Hong Kong (AsiaNews) – The leaders of six religions in Hong Kong have expressed their concern over the city’s youth as well as the surge in housing prices that affect local people's lives. They made their views known on the occasion of lunar New Year, which began on Thursday. They include Mgr John Tong Hon, the Catholic bishop of Hong Kong as well as leaders from the Protestant, Buddhist, Chinese Muslim, Taoist and Confucian communities. In their message, they voiced their concerns for youth and the wellbeing of the population.

Fr Edward Chau King-fun represents the Catholic community in the six religions’ secretariat. He told AsiaNews that the city’s religious leaders are set to meet on 15 February at a Protestant school.

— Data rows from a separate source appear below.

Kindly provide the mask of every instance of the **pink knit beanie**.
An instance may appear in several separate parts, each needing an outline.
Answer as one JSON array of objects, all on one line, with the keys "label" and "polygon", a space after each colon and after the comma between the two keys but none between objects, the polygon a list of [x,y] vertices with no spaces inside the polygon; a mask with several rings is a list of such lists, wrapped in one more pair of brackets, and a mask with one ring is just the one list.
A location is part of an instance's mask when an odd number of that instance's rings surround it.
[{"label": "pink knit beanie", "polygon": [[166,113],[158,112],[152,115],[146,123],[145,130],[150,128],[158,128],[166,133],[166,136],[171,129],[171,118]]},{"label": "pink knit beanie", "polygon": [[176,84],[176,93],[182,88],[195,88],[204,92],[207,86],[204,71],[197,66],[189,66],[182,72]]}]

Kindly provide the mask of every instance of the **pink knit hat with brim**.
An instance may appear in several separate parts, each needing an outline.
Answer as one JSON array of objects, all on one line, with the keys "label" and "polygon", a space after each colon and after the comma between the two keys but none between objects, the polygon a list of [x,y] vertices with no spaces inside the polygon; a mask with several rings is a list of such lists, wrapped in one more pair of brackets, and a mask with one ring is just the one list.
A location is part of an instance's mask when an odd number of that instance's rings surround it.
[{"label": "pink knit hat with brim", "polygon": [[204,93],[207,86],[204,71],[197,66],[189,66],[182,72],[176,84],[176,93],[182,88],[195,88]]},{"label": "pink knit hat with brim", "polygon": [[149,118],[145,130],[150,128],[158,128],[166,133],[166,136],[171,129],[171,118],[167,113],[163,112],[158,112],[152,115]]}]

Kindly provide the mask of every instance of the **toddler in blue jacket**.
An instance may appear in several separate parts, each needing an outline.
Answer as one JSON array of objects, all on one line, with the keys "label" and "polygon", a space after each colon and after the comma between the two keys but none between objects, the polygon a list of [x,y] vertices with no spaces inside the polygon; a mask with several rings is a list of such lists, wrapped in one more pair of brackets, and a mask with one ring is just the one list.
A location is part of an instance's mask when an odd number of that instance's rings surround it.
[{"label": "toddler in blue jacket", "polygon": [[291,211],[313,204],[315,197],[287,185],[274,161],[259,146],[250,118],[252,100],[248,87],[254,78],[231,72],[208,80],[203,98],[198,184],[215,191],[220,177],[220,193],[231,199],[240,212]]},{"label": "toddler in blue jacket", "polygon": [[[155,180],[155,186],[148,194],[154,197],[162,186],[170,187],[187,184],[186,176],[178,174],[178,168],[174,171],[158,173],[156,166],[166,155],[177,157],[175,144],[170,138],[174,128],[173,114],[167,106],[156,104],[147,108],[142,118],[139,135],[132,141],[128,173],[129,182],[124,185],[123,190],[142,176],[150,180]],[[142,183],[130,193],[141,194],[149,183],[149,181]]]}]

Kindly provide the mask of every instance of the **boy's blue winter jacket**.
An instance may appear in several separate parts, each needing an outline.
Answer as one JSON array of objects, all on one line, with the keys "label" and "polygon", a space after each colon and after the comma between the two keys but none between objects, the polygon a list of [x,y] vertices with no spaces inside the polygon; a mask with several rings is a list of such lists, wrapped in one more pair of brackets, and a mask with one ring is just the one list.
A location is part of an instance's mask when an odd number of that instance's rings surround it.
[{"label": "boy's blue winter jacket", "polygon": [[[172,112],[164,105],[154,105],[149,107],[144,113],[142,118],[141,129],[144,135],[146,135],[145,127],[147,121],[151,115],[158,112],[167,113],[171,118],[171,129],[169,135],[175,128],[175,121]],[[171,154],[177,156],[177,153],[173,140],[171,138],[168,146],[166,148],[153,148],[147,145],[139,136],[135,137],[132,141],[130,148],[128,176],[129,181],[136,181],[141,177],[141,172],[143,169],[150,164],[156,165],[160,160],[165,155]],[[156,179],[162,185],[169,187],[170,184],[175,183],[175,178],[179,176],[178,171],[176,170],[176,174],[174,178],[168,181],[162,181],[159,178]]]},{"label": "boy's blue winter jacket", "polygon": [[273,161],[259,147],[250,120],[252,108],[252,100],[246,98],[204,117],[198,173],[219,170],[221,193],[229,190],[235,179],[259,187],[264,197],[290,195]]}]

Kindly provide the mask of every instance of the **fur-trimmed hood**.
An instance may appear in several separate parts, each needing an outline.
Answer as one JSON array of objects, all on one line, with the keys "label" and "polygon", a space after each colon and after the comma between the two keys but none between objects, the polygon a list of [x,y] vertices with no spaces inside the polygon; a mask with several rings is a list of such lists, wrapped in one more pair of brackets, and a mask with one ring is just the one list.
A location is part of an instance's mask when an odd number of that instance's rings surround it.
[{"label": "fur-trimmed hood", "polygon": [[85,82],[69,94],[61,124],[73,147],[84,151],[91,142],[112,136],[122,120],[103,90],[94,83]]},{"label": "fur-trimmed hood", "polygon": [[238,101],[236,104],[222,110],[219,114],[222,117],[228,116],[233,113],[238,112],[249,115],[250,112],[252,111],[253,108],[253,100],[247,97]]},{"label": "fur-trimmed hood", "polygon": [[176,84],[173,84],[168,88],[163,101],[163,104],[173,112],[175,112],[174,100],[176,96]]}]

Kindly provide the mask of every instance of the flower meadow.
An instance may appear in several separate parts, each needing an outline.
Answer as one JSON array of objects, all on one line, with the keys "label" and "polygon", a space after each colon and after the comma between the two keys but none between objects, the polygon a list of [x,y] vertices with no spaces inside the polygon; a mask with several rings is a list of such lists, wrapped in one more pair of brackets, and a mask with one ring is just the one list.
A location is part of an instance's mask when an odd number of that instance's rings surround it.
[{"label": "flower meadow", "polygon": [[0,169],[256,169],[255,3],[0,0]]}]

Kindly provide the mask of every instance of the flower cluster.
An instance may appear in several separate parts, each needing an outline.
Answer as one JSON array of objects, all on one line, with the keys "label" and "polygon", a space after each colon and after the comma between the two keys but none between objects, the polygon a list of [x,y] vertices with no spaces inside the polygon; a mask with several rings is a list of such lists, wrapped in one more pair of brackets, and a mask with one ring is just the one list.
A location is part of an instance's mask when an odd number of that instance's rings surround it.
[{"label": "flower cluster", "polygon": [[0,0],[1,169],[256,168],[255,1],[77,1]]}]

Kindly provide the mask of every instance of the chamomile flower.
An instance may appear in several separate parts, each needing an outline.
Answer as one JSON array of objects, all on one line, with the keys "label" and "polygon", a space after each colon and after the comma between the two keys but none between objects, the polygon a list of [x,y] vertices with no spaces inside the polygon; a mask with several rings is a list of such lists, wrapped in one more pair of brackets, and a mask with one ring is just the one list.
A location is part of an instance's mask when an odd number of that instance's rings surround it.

The Year of the Rabbit reminds him of the Beatitudes in the Gospel, where the blessed ones have to be gentle, and do justice and care for the poor in society. “It’s important,” he said, “that we learn to live a high moral life and let our hearts be filled with joy.”

In their message, the six religious leaders stress how the quality of life of the city’s population has been negatively affected by the instability of financial markets. They note how much real estate prices have shot up, a situation that will make it nearly impossible for many to buy a home, and will “lead to social unrest and widen the gap between the rich and the poor”.

The religious leaders' message also called on the government to implement policies to help local people build a stable future. They also urge Hong Kongers to manage their assets with prudence and avoid speculative financial activities.

Recently, local media quoted 7th Annual International Housing Affordability Survey released last month, which highlighted the fact that Hong Kong is the least affordable metropolitan area, below places like Sydney, Vancouver and Melbourne. Home prices in Hong Kong have risen 50 percent over the past two years, media reports said.

Meanwhile, the religious leaders' message warns young people against spending too much time on the Internet or engage in unlawful or unethical actions in cyberspace.

Their hope is for young people to be inspired by religious values, uphold the right direction of life, and repent after wrongdoings.